The objective of finite element analysis is to accurately determine the response of a system modeled with finite elements and subjected to given loads. 3D models are meshed into a system of 3D tetrahedral elements, the corners of which are called nodes. Nodal forces and stiffnesses are known quantities, and are grouped into a force matrix {F} and stiffness matrix [K]. The force matrix {F} is equal to the displacement matrix {U} times the stiffness matrix [K], or {F} = [K]{U}. Since the displacement matrix {U} is unknown, it is determined by solding the equation {U} = {F}[K]^-1 ([K]^-1 = inverse of the stiffness matrix). Displacemant is related to material strain (ε) which is used with the modulus of elasticity (E) to determine stress in the part σ with the equation σ= (ε)(E).
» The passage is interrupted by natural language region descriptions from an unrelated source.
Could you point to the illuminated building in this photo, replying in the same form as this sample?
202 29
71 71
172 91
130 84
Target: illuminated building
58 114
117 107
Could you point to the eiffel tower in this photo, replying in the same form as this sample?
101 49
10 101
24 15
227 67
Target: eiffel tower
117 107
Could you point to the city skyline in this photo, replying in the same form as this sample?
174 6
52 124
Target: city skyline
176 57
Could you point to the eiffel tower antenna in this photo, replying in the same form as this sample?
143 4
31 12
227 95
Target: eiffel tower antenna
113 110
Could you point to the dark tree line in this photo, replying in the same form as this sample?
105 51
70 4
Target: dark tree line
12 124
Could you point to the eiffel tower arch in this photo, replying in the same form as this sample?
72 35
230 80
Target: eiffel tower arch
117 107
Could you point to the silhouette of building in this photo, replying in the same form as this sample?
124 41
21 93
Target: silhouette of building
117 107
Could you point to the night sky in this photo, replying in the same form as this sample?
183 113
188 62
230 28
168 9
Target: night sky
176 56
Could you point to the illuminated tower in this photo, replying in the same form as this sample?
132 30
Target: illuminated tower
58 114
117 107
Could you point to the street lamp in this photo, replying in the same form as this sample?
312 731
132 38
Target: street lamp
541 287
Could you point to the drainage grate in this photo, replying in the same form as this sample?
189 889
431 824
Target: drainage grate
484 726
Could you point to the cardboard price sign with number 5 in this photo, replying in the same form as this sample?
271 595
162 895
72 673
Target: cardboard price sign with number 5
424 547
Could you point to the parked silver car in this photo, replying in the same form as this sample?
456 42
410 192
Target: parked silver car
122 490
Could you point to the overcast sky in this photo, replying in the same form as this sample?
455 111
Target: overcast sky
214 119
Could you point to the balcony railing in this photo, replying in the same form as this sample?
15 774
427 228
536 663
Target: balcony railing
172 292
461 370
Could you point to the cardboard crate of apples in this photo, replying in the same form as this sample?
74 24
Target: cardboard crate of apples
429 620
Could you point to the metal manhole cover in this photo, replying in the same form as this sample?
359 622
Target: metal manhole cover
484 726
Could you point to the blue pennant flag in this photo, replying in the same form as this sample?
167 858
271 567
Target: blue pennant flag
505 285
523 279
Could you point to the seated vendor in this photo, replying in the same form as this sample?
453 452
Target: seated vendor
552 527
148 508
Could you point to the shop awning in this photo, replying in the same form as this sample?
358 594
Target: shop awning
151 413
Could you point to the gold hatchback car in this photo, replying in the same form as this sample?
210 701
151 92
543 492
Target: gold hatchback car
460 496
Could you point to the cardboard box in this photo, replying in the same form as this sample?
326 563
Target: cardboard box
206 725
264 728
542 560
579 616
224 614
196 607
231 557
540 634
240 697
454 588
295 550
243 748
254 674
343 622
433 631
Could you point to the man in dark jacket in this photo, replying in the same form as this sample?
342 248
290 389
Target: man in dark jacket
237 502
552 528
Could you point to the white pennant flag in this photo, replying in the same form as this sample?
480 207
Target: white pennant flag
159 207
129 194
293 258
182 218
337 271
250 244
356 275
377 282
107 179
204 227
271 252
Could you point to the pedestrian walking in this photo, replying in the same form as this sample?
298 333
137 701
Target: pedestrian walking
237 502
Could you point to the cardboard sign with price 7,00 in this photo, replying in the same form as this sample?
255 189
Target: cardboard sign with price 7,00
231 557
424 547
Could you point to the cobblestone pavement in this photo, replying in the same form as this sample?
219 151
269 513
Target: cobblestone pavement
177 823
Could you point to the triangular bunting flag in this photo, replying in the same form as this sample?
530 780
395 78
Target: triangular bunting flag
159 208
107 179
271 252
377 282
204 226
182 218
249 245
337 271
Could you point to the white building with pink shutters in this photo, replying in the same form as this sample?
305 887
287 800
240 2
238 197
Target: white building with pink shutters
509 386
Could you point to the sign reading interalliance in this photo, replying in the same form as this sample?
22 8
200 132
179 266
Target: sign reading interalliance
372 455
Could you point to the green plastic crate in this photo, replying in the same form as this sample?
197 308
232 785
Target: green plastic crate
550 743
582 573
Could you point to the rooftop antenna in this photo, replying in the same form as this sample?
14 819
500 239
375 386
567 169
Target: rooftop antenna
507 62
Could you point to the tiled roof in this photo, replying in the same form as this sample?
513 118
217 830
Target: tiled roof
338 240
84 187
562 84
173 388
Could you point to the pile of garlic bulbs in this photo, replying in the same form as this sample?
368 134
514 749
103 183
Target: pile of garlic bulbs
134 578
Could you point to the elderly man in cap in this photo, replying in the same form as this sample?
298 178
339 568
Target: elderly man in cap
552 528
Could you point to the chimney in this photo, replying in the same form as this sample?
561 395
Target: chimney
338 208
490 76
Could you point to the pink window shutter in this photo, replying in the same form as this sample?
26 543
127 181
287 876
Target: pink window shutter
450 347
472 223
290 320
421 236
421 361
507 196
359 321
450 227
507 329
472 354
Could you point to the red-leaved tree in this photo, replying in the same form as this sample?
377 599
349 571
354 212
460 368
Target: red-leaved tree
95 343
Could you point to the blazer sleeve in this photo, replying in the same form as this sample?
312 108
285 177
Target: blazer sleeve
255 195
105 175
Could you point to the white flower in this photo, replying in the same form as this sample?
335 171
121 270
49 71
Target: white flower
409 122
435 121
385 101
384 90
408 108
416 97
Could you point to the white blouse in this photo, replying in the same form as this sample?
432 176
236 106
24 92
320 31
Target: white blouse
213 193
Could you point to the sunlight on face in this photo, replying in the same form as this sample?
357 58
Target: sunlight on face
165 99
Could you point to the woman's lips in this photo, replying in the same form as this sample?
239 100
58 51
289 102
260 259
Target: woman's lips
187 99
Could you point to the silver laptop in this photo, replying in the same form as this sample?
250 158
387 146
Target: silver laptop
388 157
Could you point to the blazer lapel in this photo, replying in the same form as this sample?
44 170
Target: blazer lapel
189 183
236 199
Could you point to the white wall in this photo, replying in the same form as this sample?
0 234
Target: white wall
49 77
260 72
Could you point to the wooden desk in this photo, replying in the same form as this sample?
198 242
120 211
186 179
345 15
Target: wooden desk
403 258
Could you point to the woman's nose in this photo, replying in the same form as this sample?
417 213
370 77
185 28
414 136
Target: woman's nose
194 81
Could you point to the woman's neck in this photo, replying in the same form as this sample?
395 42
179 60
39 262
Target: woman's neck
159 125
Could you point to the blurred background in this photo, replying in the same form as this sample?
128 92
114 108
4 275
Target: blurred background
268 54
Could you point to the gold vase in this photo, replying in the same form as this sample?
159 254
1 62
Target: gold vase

This forms the basis of finite element analysis.

SOLIDWORKS Simulation uses the displacement formulation of the finite element method to calculate component displacements, strains, and stresses under internal and external loads.

#### Slideshow Explanation

Slide 1. The 'Tent Structure FEA' is a stress analysis of a commercial tent frame which is subjected to a wind                   load of 120 mph.
Slide 2.The 'Lifting Hook FEA' is a standard lifting hook stress analyzed while subjected to a load of 5 kips.
Slide 3.The 'Instrumented Pressure Vessel FEA' is a stress analysis of a IPV subjected to an external pressure of                 2234 psi, corresponding to a water depth of 5000 ft.
Slide 4.The 'Armored Cable Termination FEA' is a stress analysis of the ACT while it is subjected to a load of 10 kips                  (44.5 kn).

#### What FEA Can Do For You

FEA can be used to calculate stress and deflection in machine parts, assemblies, weldments, and sheet metal parts.

Stress values are compared to material ultimate or yield strength values to determine whether or not the part will be able to function as required.